Il vient de réintégrer la 169ème division à laquelle il est rattaché depuis janvier 1917, après avoir été mis à la disposition de la 10ème division le 13 mai dernier.

Le 3ème bataillon, qui est en ligne depuis plusieurs jours, est relevé dans la nuit du 9 au 10 juin, et vient cantonner à la Croix Gentin, en réserve de division.

Le 10 juin après-midi, à Moiremont, plusieurs soldats du 29ème régiment d’infanterie, ivres et en tenue débraillée, cherchent à entrer dans le cantonnement d’une demi-compagnie du génie dans l’espoir d’y trouver un débit de boissons.

Un capitaine qui se trouvait là leur fait des remarques sur leur tenue ; bientôt, d’autres hommes du 29ème régiment d’infanterie se joignent aux premiers et portent des coups au capitaine.

Le principal acteur du pugilat qui s’en suit est Lucien Dupuis.

Qui est Lucien Dupuis ? 

Il est né le 1er avril 1895 à Fragnes (Saône & Loire) où ses parents, Marie Olivier et Benoit, sont aubergistes.

Orphelin de père, il s’engage pour la durée de la guerre, à la mairie de Chalon-sur-Saône, le 7 septembre 1914. Il est incorporé dès le lendemain au 10ème régiment d’infanterie, et passe au 29ème le 10 novembre 1914, affecté à la 3ème compagnie.

Lucien Dupuis est célibataire.

Il est blessé une première fois le 31 mars 1915 à Fey-en-Haye (Meurthe & Moselle) par une balle dans la cuisse gauche ; évacué, il rejoint le dépôt le 23 août, et part en renfort le 9 octobre, affecté à la 9ème compagnie.

Il est de nouveau blessé le 21 mars 1916, aux Eparges, par un éclat d’obus à la main gauche, puis le 24 février 1918 à la butte du Mesnil par un éclat d’obus à l’épaule gauche.

Lucien Dupuis est dépeint par sa hiérarchie comme bon soldat, timide, parfois triste, très éprouvé par la perte de plusieurs membres de sa famille.

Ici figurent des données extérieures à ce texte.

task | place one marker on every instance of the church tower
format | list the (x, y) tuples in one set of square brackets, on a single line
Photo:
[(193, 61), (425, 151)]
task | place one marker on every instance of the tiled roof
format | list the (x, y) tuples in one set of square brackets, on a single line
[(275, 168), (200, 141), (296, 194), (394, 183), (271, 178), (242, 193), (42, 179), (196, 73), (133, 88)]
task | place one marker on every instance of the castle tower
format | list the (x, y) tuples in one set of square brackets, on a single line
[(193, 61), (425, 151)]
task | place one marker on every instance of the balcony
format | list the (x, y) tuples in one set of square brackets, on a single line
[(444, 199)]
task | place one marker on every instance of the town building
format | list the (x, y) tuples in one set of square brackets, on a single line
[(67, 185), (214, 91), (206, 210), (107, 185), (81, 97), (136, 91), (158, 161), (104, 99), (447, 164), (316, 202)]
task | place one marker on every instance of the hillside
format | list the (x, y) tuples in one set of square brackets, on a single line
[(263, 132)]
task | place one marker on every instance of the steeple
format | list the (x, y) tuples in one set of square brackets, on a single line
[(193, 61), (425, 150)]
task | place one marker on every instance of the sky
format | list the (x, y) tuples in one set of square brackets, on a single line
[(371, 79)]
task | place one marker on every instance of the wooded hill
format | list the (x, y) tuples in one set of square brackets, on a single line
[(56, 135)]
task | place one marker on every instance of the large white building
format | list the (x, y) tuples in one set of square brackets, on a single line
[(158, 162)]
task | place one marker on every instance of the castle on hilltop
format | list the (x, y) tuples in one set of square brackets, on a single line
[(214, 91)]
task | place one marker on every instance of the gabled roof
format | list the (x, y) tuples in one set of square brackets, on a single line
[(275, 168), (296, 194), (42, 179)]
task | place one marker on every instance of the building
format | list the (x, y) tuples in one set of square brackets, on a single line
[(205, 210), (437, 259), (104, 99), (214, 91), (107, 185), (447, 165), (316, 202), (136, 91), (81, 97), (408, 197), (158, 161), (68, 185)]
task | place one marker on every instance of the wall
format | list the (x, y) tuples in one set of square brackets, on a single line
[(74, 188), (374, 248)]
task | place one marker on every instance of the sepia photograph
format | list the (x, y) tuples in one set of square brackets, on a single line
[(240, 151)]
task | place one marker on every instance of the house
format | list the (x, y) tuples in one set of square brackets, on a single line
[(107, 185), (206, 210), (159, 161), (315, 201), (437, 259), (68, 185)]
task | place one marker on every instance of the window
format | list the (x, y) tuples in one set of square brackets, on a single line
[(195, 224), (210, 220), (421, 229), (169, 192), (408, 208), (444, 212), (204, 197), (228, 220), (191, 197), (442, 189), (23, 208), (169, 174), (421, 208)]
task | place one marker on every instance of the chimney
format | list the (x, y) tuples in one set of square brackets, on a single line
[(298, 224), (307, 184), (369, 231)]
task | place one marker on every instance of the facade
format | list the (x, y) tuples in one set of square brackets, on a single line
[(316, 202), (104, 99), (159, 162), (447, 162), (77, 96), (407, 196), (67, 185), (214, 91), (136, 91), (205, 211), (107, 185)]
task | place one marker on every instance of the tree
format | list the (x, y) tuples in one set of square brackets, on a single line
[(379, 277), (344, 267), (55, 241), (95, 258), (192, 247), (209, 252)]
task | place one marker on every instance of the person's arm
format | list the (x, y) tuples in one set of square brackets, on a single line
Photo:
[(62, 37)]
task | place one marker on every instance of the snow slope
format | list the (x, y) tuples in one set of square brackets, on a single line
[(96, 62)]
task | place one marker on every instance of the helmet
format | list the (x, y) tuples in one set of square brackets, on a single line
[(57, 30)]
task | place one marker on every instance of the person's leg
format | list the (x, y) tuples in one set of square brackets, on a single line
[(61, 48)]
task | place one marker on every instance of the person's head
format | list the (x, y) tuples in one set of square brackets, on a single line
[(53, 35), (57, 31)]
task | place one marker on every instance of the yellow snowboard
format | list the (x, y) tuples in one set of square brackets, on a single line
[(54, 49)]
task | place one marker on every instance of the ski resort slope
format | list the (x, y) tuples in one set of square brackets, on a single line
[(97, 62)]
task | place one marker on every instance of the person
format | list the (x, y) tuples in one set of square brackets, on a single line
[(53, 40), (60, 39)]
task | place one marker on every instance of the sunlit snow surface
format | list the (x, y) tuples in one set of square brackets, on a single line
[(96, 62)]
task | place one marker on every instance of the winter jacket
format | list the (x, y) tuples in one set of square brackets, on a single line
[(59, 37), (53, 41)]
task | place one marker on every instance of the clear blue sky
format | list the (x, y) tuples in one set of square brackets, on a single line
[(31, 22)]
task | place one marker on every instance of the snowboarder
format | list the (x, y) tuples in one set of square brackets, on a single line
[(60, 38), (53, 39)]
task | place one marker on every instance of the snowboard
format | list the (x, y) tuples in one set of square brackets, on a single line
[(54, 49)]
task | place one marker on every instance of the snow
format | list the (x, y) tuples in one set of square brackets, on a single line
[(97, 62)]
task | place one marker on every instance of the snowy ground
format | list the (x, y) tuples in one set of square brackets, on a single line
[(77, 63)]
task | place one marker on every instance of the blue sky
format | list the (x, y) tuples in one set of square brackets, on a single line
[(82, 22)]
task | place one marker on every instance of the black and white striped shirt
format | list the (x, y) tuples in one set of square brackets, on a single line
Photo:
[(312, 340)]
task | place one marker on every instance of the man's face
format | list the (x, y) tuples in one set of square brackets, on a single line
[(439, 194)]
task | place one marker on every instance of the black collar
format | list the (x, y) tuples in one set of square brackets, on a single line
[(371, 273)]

Son commandant de compagnie précise « il m’a toujours donné entière satisfaction depuis qu’il est sous mes ordres » ; son chef de bataillon ajoute : « aux tranchées comme au cantonnement, a toujours été un excellent soldat ; pas de punition ».

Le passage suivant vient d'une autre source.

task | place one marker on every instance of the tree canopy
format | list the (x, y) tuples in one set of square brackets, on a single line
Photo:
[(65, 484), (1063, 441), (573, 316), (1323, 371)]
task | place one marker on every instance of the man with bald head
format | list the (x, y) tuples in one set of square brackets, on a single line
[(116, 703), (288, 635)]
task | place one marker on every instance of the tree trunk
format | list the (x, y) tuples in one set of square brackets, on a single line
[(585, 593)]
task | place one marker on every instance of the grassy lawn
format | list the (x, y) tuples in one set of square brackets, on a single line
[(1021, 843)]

Cité à 2 reprises en 1918, Lucien Dupuis reçoit la Croix de Guerre, et sera décoré de la Médaille Militaire en 1934.


Les faits. 

     Ce dimanche 10 juin 1917, les hommes de la 9ème compagnie sont au cantonnement au camp de la Croix Gentin, près de Vienne-le-Château (Marne), où ils sont arrivés la veille après avoir été relevés.

Après le repas de midi, plusieurs soldats quittent, sans autorisation, le cantonnement et prennent la direction de Moiremont, localité distante d’environ 8 kilomètres, pour faire des achats selon certaines déclarations de prévenus.

Ils boivent beaucoup, et vers 17h00, la plupart sont ivres et en tenue débraillée.

Trois d’entre eux, parmi lesquels Lucien Dupuis, se dirigent vers un immeuble occupé par une compagnie du génie et entrent dans la cour de cet immeuble, pour demander leur chemin disent-ils, mais aussi pour y trouver du vin.

Ils s’adressent au capitaine Mathieu, commandant la compagnie 2/12 du 3ème régiment du génie, présent dans la cour ; ce dernier leur répond qu’il n’y a pas de débit de boisson en ce lieu, et leur fait reproche de leur tenue négligée.

Le ton monte, d’autres hommes du 29ème régiment d’infanterie rejoignent leurs camarades et tous deviennent menaçants. Le capitaine Mathieu leur demande de nouveau de quitter les lieux, et, devant leur refus, saisit le bonnet de police de Dupuis. Celui-ci agresse l’officier, lui portant un coup de bâton sur la tempe droite.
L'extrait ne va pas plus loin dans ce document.